This was the challenge we faced with Twilio Segment’s alert and notification services: a monolithic architecture had evolved from a simple alerting system into a complex, tightly-coupled application responsible for millions of daily notifications. What started as an elegant solution had become our most significant reliability risk, where any component failure could cascade into system-wide outages, affecting many product features simultaneously.
Our solution wasn't just to break apart the monolith, but to reimagine alerting as composable, orchestrated workflows where each function became an independent task that can be combined, reused, and managed through a unified orchestration platform. In this post, we’ll show how we piecemeal broke apart functionalities and reworked our notifications architecture with the Strangler Fig pattern, while evolving our data model and migrating seamlessly along the way.

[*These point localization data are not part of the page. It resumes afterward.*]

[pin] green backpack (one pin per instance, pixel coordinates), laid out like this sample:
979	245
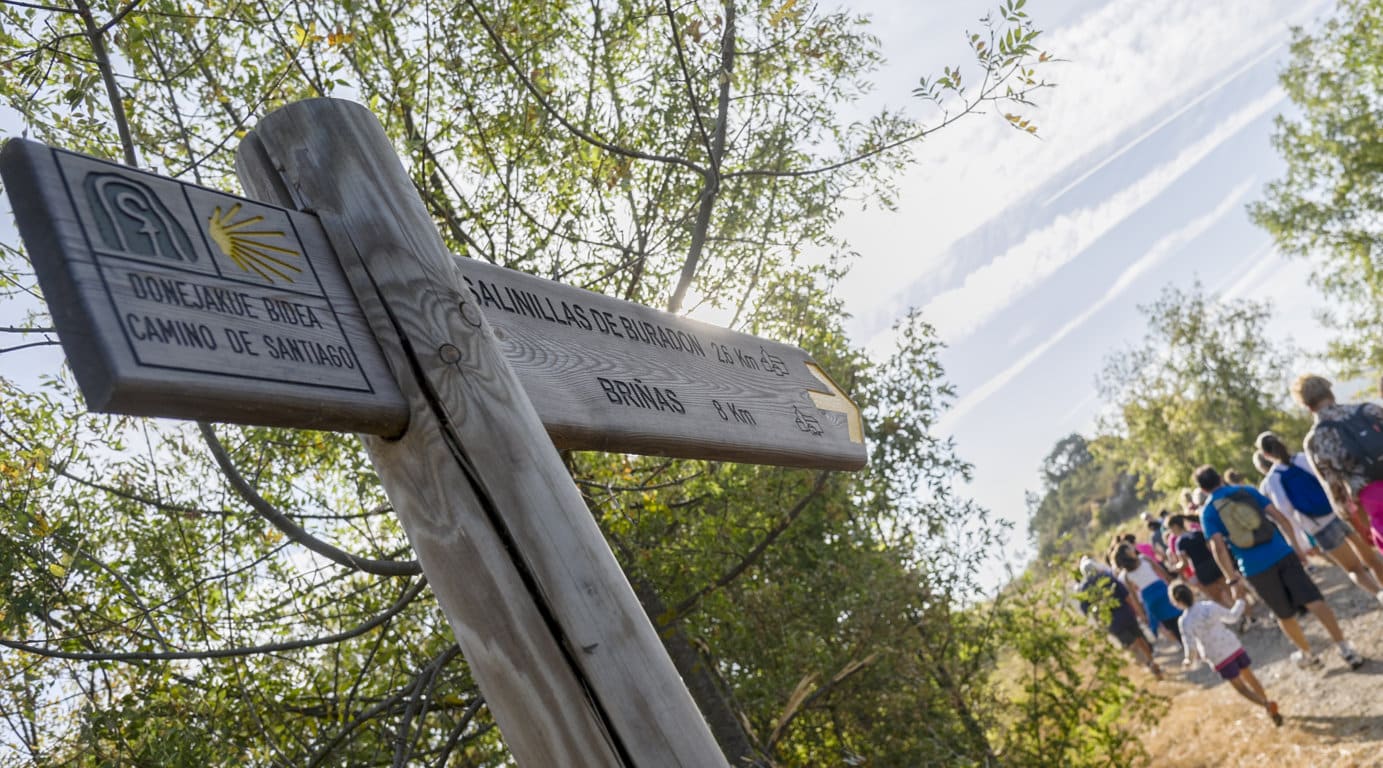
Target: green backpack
1244	519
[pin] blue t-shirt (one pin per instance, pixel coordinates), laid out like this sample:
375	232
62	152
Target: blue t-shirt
1253	559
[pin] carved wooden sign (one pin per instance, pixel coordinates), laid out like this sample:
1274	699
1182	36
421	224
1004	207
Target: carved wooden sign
179	300
606	374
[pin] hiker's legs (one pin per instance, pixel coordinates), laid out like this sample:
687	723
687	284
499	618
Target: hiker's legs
1248	691
1252	681
1346	556
1367	554
1326	617
1219	592
1292	628
1173	628
1141	651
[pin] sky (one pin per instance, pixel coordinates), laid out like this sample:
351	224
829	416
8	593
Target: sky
1032	255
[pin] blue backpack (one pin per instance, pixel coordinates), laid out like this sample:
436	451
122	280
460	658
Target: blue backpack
1306	491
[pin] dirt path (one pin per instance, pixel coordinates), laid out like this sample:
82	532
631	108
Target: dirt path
1333	716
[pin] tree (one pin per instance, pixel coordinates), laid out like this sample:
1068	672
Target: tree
1325	206
1202	385
227	597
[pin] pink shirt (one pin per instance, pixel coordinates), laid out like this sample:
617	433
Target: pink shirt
1147	550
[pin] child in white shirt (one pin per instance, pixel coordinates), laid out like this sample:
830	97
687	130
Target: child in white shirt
1206	635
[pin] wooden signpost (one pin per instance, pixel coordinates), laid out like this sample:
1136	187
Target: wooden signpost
614	375
177	300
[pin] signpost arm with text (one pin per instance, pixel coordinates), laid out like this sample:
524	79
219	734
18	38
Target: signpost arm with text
345	310
566	657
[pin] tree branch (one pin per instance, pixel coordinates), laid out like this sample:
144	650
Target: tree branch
754	555
289	527
224	652
546	105
711	176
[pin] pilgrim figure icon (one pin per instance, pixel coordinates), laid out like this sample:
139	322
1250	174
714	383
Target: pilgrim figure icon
132	220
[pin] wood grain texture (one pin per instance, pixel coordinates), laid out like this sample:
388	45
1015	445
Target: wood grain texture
613	375
569	663
158	320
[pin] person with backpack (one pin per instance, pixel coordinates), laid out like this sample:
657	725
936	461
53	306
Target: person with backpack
1147	584
1191	548
1304	544
1244	523
1346	449
1295	489
1203	627
1104	599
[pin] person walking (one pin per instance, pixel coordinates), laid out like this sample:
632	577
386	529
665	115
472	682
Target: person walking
1206	637
1242	522
1295	489
1147	583
1104	599
1192	551
1304	545
1344	449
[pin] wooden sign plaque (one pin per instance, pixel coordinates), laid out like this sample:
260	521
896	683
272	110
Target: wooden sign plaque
606	374
179	300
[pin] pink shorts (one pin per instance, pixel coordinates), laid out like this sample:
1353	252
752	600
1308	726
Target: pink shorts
1230	667
1371	498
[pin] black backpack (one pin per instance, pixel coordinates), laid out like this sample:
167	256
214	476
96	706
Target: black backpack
1362	439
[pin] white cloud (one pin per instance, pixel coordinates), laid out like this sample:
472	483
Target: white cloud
986	291
1159	251
1133	62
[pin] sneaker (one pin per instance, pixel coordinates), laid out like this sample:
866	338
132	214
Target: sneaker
1304	662
1351	657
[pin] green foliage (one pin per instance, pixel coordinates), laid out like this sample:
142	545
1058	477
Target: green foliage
1199	389
1325	206
1078	705
154	615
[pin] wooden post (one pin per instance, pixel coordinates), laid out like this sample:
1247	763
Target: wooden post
566	657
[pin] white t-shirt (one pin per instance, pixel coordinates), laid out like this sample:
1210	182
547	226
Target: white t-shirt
1279	497
1205	634
1144	574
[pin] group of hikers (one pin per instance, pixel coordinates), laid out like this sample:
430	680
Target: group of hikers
1205	573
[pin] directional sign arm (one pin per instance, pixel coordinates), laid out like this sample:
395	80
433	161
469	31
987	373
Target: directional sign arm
836	400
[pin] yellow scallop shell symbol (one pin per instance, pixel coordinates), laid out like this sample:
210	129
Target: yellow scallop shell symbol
248	248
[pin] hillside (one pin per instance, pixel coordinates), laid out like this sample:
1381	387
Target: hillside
1333	716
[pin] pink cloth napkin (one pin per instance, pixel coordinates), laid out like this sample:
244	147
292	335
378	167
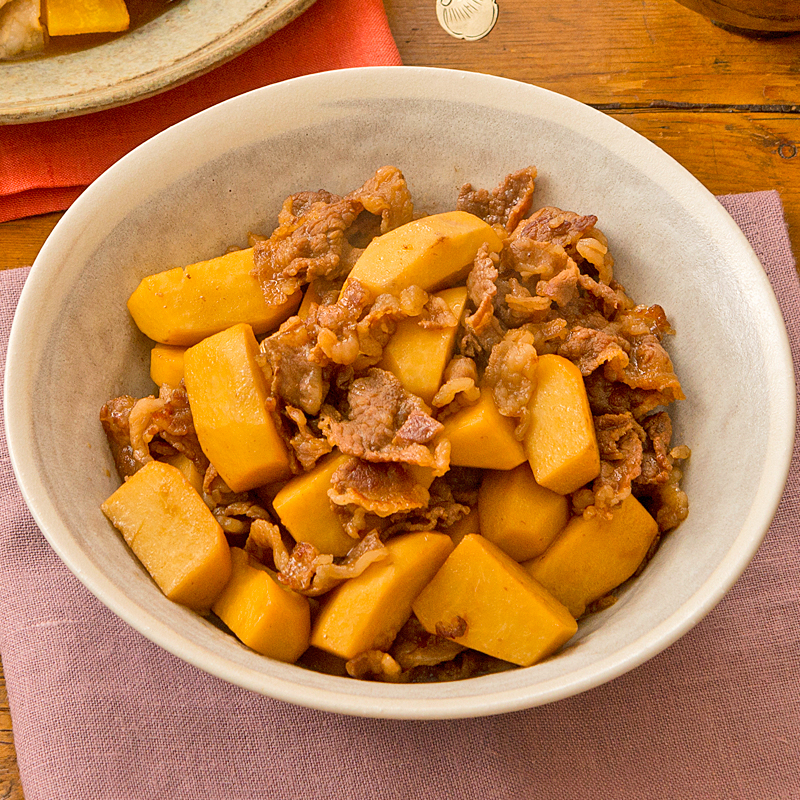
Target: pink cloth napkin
44	166
100	712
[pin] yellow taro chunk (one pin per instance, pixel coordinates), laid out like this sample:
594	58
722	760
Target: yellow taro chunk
166	364
228	398
188	470
71	17
264	615
471	523
429	252
593	556
560	442
517	514
481	437
172	532
184	305
365	613
417	356
306	511
483	599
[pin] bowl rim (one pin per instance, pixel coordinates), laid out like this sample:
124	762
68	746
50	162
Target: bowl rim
258	26
336	699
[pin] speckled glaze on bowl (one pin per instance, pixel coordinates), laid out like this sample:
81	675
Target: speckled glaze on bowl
188	39
199	187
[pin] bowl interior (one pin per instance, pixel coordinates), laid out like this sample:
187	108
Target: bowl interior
201	186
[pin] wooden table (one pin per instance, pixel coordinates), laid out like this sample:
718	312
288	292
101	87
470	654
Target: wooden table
726	107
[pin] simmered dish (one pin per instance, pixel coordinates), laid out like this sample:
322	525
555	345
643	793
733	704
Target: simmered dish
30	28
396	446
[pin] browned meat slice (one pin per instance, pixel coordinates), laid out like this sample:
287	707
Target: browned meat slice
312	573
386	196
310	246
612	296
351	331
384	422
642	320
588	349
307	446
382	489
529	257
554	226
114	419
139	430
236	518
649	368
620	440
436	315
515	303
562	288
482	289
607	397
656	459
415	647
375	665
511	375
459	385
506	204
298	205
296	379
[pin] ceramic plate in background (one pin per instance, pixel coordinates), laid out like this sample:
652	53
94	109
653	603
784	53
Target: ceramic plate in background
199	187
189	38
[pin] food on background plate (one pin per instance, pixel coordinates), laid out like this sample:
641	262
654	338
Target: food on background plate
400	447
33	27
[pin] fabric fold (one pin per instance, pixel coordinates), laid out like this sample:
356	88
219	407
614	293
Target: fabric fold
45	165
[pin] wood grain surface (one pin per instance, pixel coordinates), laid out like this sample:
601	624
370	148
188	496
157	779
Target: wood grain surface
724	106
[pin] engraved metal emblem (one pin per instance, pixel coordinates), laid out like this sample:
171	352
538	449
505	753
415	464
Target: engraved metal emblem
467	19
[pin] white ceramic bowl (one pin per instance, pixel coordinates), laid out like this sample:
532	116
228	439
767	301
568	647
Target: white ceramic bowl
195	189
189	38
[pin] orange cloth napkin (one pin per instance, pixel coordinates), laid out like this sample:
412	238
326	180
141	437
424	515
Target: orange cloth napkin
44	166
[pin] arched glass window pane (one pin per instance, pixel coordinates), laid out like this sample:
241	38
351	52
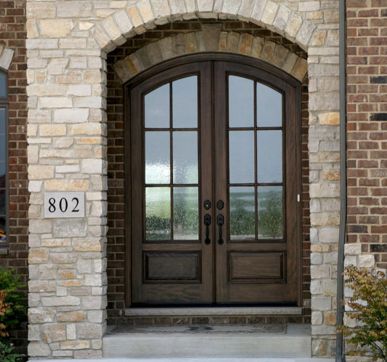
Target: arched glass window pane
3	85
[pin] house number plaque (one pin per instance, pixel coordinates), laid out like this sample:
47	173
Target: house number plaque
64	204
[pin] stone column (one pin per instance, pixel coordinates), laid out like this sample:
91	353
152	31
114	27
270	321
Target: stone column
66	152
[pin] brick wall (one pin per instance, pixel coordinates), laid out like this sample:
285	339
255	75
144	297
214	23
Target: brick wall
116	192
367	129
13	35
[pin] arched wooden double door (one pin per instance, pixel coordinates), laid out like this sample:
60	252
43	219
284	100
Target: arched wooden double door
213	184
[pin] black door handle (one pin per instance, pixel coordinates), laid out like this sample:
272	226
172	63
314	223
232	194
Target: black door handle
207	223
220	222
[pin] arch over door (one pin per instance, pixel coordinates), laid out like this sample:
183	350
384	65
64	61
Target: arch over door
214	178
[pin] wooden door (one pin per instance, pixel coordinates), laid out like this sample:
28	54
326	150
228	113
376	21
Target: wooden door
213	183
256	187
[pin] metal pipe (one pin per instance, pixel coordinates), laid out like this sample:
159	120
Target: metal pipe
340	346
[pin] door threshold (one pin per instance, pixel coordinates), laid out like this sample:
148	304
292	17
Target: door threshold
213	311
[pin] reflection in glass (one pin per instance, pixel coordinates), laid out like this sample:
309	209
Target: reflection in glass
242	213
241	156
185	157
269	156
157	158
157	213
185	102
269	107
157	108
3	84
241	102
3	236
270	212
185	213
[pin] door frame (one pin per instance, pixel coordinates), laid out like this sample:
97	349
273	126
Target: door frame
183	60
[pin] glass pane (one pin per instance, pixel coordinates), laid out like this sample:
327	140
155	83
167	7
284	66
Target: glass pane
157	108
241	156
242	213
270	212
3	236
241	102
185	102
158	213
2	202
2	174
269	156
157	158
185	213
269	107
3	84
185	157
3	148
2	121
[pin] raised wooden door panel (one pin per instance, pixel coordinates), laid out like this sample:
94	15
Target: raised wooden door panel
171	176
257	178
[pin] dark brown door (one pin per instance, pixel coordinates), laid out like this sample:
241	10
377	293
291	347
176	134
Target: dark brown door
214	184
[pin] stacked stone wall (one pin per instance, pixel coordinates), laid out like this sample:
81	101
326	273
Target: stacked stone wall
67	44
14	253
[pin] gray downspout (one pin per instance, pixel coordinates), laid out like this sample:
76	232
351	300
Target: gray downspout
340	347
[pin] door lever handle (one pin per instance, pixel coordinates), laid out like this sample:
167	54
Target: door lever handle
220	222
207	223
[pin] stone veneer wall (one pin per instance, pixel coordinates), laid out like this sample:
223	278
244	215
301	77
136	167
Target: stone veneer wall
67	46
116	125
14	253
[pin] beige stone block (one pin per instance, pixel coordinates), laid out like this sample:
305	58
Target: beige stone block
55	28
231	6
53	332
123	22
282	17
113	31
66	185
300	69
37	256
257	47
259	10
72	316
269	13
74	345
305	33
49	130
134	16
205	5
38	349
55	102
246	8
72	115
329	118
246	43
40	172
293	25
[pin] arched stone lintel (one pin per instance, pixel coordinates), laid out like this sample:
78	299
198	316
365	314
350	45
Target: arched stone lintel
6	55
211	39
125	23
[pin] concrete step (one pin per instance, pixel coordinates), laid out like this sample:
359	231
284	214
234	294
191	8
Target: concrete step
233	341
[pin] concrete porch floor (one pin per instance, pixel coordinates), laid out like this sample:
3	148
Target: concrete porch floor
196	360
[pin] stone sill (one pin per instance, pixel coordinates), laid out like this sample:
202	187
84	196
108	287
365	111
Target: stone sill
208	311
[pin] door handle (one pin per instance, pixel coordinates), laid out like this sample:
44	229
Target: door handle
207	223
220	222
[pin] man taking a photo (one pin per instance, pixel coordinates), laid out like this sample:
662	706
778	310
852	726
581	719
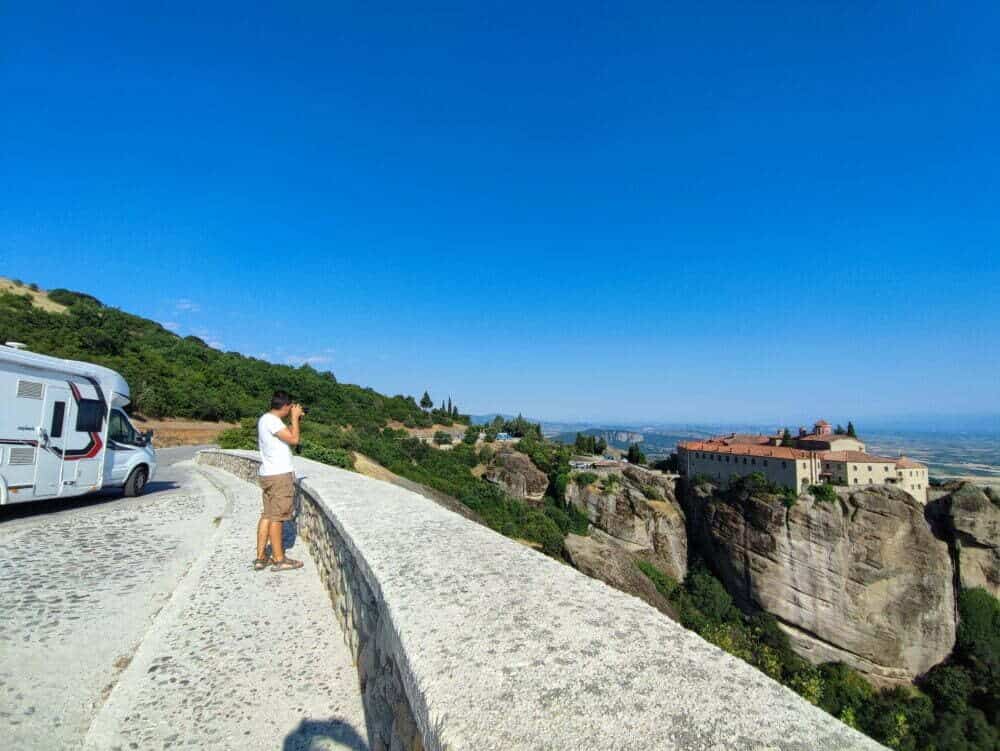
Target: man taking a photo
277	479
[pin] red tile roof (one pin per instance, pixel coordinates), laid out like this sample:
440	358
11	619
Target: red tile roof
853	456
745	449
717	446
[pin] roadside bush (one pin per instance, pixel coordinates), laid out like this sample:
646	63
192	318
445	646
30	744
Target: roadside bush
333	457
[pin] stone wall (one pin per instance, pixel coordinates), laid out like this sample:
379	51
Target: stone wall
388	718
467	640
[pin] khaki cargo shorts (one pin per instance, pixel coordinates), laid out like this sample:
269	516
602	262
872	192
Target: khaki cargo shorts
279	495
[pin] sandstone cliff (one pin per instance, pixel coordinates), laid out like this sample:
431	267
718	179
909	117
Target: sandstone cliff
862	580
639	509
518	476
603	557
973	517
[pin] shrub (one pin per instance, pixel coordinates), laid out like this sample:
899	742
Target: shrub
664	584
823	493
333	457
68	297
949	687
670	464
708	595
979	629
652	492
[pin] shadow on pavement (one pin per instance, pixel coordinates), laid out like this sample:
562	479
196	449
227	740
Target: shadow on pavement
159	486
37	508
289	534
313	735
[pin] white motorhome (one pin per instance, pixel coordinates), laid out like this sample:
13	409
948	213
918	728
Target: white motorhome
64	432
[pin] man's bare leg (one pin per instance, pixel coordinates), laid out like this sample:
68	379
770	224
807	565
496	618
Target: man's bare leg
277	550
263	527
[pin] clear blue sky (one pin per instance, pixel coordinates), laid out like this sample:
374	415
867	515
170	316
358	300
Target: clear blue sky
770	211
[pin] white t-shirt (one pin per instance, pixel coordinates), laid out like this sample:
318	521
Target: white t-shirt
275	454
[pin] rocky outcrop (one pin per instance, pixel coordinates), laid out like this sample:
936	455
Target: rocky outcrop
638	508
518	476
602	557
862	580
973	515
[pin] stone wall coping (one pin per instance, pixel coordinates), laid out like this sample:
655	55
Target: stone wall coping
502	647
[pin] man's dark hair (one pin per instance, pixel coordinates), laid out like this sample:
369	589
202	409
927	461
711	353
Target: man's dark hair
280	399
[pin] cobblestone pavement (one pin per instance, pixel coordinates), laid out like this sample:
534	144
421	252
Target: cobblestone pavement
138	623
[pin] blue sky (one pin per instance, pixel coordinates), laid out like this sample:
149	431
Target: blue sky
636	212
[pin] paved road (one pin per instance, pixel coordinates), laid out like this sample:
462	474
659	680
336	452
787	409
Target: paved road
137	623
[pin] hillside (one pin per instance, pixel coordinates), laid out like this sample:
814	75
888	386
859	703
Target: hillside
182	377
173	376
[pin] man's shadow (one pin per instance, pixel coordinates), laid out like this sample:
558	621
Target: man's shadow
312	735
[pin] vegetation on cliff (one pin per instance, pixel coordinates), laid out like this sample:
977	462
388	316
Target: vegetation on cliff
958	708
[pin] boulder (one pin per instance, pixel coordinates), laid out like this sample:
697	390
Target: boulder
639	509
974	518
862	580
518	476
613	562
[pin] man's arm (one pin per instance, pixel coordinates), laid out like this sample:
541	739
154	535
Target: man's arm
291	435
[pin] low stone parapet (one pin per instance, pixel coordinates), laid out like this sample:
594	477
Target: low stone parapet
465	639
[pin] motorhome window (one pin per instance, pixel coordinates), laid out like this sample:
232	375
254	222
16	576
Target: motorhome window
119	429
58	414
89	416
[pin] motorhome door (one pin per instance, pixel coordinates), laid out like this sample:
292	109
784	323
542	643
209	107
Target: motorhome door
51	440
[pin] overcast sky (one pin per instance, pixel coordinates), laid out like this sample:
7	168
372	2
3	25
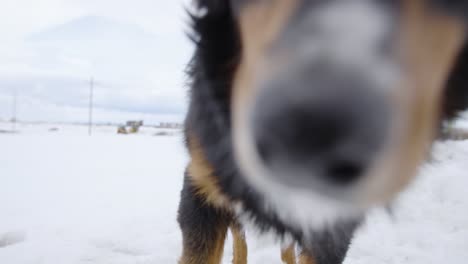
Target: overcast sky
136	51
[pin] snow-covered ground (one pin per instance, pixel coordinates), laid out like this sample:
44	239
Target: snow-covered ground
67	198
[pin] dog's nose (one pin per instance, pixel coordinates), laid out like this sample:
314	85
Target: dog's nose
319	128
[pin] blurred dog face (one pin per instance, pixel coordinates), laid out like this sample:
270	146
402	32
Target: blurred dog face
335	103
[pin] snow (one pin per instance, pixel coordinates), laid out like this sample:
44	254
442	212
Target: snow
69	198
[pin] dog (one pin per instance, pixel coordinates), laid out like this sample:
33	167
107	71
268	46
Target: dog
305	114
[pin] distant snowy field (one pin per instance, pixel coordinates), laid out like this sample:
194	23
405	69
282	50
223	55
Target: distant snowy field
67	198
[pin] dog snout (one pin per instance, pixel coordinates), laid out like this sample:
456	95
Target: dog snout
319	128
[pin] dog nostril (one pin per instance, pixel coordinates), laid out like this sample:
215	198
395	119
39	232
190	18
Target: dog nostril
344	172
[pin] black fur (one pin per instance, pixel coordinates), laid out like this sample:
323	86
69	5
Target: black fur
211	72
201	223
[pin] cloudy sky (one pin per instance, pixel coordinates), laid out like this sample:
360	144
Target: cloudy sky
135	50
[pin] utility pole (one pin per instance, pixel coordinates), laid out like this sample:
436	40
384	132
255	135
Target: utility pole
14	110
91	94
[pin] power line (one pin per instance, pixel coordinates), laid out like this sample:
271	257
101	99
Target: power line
14	110
91	94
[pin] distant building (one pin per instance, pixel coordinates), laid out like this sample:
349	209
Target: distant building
133	127
133	123
170	125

Anatomy of a brittle architecture
Our legacy notification service combined three different responsibilities within a single application:


- API Operations: Manages user preferences and notification configurations
- Event Processing: Processing of platform events from Kafka in real-time. Enriching events for notifications before scheduling delivery
- Job Scheduling: Time-based notification delivery and recurring alert management
While this consolidation initially provided development velocity, it introduced critical architectural interdependencies. These three components shared the same process space, database connections, and failure modes. This meant that an issue in event processing would immediately impact API availability for all users.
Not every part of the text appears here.